By evening I was feeling some better and I thought it would probably do me some good to get up and move a bit so I wouldn’t get as stiff. So I went on to choir practice. I walked there.
I really enjoyed choir practice. I think it will be a good fit for me. The people were friendly and I know I can make some friends there. My voice got tired, because it is out of shape, and I tend to get hoarse after singing for a while. But that is much better than it used to be and I think will keep getting better. Plus, as I use my voice more, the muscles and vocal chords will get back into better shape. I have a very high voice and I noticed that my voice gets much more tired in my lower range. In my really high range, the tone is projected above where the problem in my throat is and it feels free and clear. That is good to know. Anyway, I really enjoyed it.
As you may have heard, we had some big storms in the Dallas area last night. I really did not know it was going on until, at the end of choir practice, they told us extremely severe weather was coming and we should probably hurry on home. But if you lived in certain areas, you might want to wait a bit. It was pouring outside with lots of thunder and lightning. John, who plays the bass guitar, was playing at church last night, and so took me home. It was a good thing, because I would have had to bum a ride with someone. I had an umbrella, but no way I could walk home in that. There was supposed to be a little fellowship time after choir, but they postponed that because of the storm.
The worst of the storm hit in a little town southwest of Dallas called Granbury. My sister moved to Granbury last August. Fortunately, before I fully knew what was going on, I heard that she was okay. At least 6 people in Granbury were killed last night, and last I heard, 14 were “unaccounted for.” They may have been found by now. One subdivision was completely devastated. As it turns out, that area is where my sister and her husband were looking to buy a house (they are still living in an apartment, since she moved there at the beginning of the school year last year and he had to stay where they were to close down his law practice, etc.). He lives there now, but they are still trying to get their house sold, etc. I’m kind of glad for the delay now (bet they are too!). Made for an exciting evening.
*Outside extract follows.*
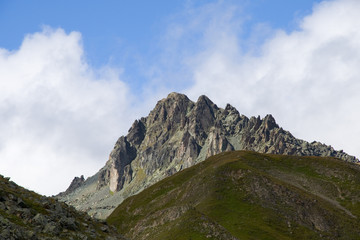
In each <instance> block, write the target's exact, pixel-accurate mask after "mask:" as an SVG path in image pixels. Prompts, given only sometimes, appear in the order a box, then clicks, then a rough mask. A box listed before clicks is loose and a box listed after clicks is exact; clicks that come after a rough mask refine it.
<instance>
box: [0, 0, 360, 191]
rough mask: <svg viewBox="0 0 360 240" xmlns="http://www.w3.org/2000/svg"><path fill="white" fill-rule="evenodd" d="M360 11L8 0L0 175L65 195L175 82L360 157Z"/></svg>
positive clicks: (176, 88) (182, 85) (181, 87)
So, this week I am doing circles around my goal to get out and be with other people at least once a week. It has been fun, but I am tired. At least I got a little rest yesterday afternoon. I am supposed to go to the Rangers game with the singles group tomorrow night, but I don’t know anyone yet, so I’m trying to decide whether to go. I would know some people by the end of the night, I guess. If I can push past my shyness, this will be a fast way to meet people. There is only so much visiting you can do at a Sunday school class.
Just heard from my sister. They are having school today – probably because a lot of kids need somewhere to go besides just a shelter. But they are being encouraged not to lay much academic stress on the kids for a few days.
I’m going to get this posted and get to work. I go to the doctor this afternoon to get injections in my knees. Good timing, what with my stumble yesterday.